We show that by this process we get an efficient search scheme to get near optimal point for maximum margin matrix factorization. Our experimental
results on benchmark datasets demonstrate that when the exploration
capability of popula- tion based search algorithms is combined with gradient
search direction of MMMF, the proposed models are able to achieve
better accuracy as can be evidenced from the derived RMSE and MAE
values .
We extended the neighbourhood based collaborative filtering technique
by adopting the concept of discovering highly correlated user-item subgroups.
Our proposal of constructing the user-item-subgroup based collaborative
filtering can be done in two ways, namely, through a two-step
approach and a fuzzy c-means clustering approach.
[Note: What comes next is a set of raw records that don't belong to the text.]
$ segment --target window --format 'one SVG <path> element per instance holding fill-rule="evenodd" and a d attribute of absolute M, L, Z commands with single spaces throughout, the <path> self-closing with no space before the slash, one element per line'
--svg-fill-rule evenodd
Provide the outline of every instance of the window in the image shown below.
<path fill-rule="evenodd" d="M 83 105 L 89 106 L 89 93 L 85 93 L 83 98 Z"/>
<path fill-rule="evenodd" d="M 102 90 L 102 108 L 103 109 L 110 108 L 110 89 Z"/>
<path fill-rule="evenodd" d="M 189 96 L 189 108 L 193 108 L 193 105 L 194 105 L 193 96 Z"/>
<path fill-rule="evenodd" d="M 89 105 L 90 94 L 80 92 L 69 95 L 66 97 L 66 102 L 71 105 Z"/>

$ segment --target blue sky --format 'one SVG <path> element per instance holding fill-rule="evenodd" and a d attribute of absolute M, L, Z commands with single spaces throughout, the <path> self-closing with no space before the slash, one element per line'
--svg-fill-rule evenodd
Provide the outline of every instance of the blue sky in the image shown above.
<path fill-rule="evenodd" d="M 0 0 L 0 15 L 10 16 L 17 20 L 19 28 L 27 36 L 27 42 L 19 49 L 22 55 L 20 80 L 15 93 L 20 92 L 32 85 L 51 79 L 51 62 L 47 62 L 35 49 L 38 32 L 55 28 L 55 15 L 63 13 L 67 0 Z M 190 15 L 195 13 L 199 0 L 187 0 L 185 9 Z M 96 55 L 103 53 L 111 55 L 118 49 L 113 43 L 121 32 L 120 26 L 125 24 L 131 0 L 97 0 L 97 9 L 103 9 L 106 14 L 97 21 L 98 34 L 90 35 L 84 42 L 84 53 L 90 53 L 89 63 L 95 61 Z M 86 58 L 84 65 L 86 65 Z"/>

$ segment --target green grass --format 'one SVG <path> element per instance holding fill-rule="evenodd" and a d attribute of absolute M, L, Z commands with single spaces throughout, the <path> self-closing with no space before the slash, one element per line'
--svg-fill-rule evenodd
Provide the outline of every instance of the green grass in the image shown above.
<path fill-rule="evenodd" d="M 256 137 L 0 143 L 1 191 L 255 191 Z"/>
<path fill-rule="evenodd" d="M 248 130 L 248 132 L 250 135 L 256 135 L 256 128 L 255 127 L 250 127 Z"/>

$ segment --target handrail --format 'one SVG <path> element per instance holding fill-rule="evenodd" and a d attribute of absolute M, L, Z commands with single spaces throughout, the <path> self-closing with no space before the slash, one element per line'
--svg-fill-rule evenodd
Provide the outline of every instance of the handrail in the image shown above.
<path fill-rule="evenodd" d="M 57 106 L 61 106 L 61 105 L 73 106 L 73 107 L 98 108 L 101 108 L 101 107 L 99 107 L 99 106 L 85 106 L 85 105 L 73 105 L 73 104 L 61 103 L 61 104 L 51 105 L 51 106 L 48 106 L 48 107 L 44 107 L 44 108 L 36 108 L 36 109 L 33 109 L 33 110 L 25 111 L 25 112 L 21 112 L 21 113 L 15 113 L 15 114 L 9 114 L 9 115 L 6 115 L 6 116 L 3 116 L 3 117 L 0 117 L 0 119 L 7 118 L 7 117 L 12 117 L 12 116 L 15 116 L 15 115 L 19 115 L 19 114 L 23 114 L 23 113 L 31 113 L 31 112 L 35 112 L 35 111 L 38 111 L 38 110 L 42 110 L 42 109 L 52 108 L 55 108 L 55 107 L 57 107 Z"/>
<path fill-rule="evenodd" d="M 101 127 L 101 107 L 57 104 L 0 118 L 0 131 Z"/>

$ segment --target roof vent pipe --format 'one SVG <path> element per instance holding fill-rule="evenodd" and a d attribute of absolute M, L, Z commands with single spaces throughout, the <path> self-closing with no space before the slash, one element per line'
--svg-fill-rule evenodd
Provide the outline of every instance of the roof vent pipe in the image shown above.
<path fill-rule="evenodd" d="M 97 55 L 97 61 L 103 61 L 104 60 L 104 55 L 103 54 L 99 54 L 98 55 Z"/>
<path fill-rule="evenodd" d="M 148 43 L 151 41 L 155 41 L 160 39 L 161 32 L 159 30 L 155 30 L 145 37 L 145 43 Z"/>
In the two-step process,
we proposed different algorithms to identify the highly correlated
user-item subgroups. Then, we used least squares method to predict the
missing ratings by using the rating information of the highly correlated
user-item subgroups. In fuzzy c-means clustering based user-item subgroup
algorithm, the highly correlated user-item subgroups are discovered
in one step. We optimized the initialization of centroids in fuzzy cmeans
by using particle swarm optimization to accurately discover highly
correlated user-item subgroups in CF. We observed that our proposed algorithms
in the two step approach outperforms all the CF models under
comparison for all benchmark datasets. Our findings in terms of MAP
suggest that the correlation of the subgroups discovered by GA that evaluates
fitness by calculating mean squared residue and row variance is significant
though the effectiveness is less for smaller dataset. In the case of
fuzzy c-means approach, the metaheuristic optimization algorithm acts as
a booster to improve the fuzzy c-means clustering in discovering highly
correlated user-item subgroups by initializing the initial centroid of the
clusters to the nearest optimal solutions. Our experimental results have
shown a promising way of making use of user-item subgroups in helping
to capture highly similar user preferences on a subset of items.